Con estos elementos sobre la mesa, resulta claro que para cualquier proyecto de transformación, para las izquierdas en general y para este gobierno en particular, el feminismo es una fuerza de la no se puede prescindir. Sin embargo, para que se produzca una convergencia virtuosa y puedan surgir maneras creativas de tramar alianzas por dentro y por fuera del Estado, será preciso elaborar abierta y francamente las tensiones entre autonomía e institucionalidad. No será una tarea fácil, pero al menos hay condiciones privilegiadas para esta experimentación política: el gobierno cuenta entre sus filas con fogueadas militantes feministas y en el campo de las organizaciones autónomas la pregunta por la proyección política y la lucha institucional post plebiscito se ha instalado con fuerza. Los desafíos comunes invitan a dialogar.

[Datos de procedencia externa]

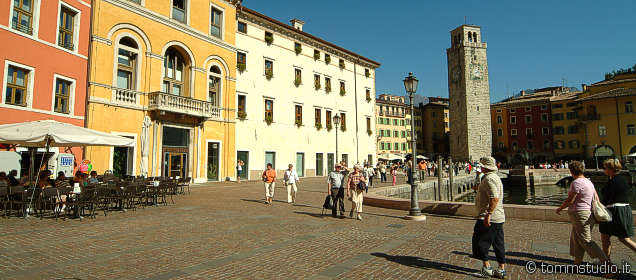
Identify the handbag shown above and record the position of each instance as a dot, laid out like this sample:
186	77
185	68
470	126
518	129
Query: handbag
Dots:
362	186
328	203
600	211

Un gobierno feminista es una apuesta arriesgada y estimulante. En Chile, es un proyecto que apenas comienza y sobre cuyo éxito no hay garantía alguna. Por lo mismo, es un buen momento para recordar el consejo de Aníbal Quijano sabiamente recuperado por los feminismos latinoamericanos: en el Estado hay que aprender a “vivir adentro y en contra”. Adentro, para empujar políticas que logren mejorar las condiciones de vida de las mayorías trabajadoras, y en contra, para combatir la inercia patriarcal y colonial que esta estructura comporta. Incómoda manera de habitar, pero tal vez la única que permitirá a las fuerzas de la izquierda chilena hacer realidad la utopía de un gobierno feminista sin perderse en los laberintos del poder.